This blog post resonated with me recently – blogging is basically dead. Well I don’t mean completely dead, but it’s thought of in the same league as news media or journals – specialized mediums for certain people. Your average joe no longer blogs (or cares about blogs), they post on Facebook (even Twitter is dying). The same thing has happened on my blog for many years now – my blog is being carried by “monthly recaps”.

I used to blog more for a couple of reasons:

  1. I have a place to write down and share my thoughts
  2. I have a record of things so I can look things up later, whether they be photos or reviews or experiences

Reason #1 is not that important to me anymore. Like everyone else, I have Facebook or Twitter for quips, reactions or thoughts. But even then, I’m not really posting those there either. Maybe it’s because I’m older so I feel less of a need to express myself or maybe there’s just too many voices out there that whatever I say is drowned out.
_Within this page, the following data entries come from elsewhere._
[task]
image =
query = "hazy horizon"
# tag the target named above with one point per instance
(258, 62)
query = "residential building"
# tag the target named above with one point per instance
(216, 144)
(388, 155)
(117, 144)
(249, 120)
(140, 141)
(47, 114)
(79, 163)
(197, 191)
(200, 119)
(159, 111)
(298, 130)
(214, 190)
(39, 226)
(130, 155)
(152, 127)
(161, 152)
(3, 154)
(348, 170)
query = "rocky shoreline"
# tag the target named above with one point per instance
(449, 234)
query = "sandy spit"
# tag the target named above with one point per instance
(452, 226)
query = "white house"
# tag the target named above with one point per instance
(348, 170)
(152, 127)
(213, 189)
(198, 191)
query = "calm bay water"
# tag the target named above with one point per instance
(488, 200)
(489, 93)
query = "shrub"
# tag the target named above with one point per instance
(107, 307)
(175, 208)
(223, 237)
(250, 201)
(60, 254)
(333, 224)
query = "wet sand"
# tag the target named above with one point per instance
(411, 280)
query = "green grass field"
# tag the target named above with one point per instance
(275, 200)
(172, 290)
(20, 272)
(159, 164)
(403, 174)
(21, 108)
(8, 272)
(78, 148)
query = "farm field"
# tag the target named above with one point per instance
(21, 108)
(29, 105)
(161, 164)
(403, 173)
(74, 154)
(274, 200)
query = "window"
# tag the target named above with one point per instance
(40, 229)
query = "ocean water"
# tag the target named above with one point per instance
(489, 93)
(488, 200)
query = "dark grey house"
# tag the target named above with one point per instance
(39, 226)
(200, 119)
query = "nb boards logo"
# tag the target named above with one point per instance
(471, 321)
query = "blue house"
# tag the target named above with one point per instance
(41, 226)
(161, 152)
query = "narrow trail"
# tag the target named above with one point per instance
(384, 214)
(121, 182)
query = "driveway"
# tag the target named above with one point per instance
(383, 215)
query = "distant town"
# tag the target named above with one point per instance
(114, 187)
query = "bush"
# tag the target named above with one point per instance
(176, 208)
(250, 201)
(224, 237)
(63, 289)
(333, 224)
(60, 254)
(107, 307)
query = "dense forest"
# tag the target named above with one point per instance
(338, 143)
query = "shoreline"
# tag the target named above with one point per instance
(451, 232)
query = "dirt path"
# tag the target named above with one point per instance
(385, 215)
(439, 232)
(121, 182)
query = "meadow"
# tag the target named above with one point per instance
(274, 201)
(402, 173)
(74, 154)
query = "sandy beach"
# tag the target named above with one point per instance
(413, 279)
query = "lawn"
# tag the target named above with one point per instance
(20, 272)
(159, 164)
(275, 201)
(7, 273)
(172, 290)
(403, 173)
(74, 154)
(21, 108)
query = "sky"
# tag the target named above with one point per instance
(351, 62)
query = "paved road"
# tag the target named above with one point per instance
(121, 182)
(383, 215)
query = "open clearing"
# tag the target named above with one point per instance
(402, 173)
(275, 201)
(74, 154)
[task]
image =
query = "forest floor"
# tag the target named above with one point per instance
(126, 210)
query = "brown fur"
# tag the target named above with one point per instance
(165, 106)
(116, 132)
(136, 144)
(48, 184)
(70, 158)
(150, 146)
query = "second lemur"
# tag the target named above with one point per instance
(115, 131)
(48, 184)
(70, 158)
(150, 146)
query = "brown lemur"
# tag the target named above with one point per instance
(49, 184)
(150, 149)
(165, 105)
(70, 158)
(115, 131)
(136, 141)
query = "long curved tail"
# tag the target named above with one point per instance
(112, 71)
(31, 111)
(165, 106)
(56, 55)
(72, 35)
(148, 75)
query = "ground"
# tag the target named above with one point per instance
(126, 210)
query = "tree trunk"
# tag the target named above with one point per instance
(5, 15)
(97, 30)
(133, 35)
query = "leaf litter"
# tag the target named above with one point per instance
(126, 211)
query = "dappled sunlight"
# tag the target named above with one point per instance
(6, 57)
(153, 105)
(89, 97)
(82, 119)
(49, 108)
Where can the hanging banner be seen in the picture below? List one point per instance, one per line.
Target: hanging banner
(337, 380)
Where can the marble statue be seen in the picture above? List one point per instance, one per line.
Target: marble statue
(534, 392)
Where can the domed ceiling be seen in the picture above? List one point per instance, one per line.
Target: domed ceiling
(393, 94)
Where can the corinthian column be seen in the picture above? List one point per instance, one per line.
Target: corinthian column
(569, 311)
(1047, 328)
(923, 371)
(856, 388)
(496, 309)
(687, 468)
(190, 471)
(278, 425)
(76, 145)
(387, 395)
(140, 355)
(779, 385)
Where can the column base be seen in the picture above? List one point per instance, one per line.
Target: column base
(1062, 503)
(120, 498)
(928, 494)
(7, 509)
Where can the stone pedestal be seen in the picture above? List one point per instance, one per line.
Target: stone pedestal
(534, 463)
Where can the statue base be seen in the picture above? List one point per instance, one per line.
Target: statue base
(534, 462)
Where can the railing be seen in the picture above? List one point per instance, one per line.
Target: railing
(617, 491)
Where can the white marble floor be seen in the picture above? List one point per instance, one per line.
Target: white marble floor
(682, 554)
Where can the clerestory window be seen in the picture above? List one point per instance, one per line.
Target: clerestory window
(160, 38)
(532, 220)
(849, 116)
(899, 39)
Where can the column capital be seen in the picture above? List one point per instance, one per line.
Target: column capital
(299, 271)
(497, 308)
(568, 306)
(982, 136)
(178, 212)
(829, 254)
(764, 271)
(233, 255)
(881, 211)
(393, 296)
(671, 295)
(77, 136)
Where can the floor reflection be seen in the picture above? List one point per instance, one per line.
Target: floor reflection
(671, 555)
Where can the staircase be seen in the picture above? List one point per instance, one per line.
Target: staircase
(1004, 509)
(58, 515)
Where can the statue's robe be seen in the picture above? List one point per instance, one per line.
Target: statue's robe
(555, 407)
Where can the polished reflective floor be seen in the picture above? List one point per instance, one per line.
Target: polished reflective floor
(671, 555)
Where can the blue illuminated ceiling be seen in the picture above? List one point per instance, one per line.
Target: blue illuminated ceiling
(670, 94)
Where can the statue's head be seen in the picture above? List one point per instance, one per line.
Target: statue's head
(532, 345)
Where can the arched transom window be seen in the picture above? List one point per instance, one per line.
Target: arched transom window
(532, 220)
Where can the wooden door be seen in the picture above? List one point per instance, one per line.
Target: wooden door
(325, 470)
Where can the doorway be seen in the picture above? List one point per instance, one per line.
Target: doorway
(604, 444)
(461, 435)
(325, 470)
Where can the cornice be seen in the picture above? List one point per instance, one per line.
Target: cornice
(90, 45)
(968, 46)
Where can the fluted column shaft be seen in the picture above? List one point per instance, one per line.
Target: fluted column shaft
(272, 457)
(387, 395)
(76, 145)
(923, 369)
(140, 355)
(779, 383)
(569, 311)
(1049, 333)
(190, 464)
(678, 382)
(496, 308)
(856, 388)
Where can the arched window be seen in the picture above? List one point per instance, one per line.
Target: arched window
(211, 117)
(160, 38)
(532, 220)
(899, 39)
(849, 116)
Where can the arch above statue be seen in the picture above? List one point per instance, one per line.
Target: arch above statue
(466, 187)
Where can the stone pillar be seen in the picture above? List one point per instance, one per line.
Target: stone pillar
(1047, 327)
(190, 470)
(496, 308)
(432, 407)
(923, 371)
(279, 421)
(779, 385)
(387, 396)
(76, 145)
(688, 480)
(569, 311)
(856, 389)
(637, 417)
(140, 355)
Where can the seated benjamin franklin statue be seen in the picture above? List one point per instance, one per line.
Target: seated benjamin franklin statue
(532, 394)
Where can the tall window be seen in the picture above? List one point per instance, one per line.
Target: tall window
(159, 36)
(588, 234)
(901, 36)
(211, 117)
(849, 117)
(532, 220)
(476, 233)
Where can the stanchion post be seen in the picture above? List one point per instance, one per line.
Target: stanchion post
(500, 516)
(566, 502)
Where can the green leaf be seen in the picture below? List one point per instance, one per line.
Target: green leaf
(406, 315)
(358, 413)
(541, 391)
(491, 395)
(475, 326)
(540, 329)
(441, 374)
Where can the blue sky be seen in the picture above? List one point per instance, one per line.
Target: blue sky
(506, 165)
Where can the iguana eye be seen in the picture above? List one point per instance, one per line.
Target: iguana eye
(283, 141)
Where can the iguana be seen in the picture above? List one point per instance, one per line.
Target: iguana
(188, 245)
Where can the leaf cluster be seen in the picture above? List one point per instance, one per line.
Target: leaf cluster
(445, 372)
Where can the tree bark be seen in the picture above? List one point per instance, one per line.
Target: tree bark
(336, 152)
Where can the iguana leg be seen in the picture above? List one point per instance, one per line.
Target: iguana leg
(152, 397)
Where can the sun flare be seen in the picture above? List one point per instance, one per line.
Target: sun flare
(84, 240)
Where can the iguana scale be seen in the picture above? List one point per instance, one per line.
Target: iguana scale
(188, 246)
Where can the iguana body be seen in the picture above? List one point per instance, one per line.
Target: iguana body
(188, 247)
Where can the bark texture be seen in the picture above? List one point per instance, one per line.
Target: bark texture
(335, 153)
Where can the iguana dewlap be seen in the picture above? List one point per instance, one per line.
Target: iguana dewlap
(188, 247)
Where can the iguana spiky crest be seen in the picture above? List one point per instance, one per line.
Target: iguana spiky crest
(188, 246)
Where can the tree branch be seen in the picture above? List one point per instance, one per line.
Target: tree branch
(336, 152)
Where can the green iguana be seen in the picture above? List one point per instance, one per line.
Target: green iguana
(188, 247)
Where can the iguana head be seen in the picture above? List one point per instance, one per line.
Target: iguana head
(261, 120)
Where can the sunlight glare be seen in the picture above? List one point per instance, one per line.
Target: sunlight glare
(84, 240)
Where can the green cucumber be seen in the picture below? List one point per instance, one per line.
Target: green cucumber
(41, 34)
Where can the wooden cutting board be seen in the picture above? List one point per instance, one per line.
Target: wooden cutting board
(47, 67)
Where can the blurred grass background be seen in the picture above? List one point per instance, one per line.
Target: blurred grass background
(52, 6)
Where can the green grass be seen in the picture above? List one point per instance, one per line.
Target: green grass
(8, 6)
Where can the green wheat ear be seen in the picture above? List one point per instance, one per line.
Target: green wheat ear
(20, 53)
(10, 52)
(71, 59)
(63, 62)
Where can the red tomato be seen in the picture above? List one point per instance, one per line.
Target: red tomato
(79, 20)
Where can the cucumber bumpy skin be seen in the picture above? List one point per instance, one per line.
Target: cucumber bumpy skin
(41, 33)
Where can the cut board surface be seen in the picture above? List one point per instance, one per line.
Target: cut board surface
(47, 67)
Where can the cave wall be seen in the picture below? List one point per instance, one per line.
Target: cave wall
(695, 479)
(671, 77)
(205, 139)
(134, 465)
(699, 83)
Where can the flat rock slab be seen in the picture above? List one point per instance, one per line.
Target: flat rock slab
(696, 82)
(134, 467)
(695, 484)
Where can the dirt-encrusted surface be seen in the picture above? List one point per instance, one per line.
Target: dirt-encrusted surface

Reason #2 has been replaced by the cloud. Yes I know, when something is on the cloud, it is at the mercy of the provider disappearing and then you’ve lost all your content. But everyone is in the same boat – if Google goes down, you lose all your photos and email. Can you imagine that happening for the entire western world? To me, photos were always the most important in remembering experiences, more so than my recollections or reviews, so once that is backed up, blogging loses its importance.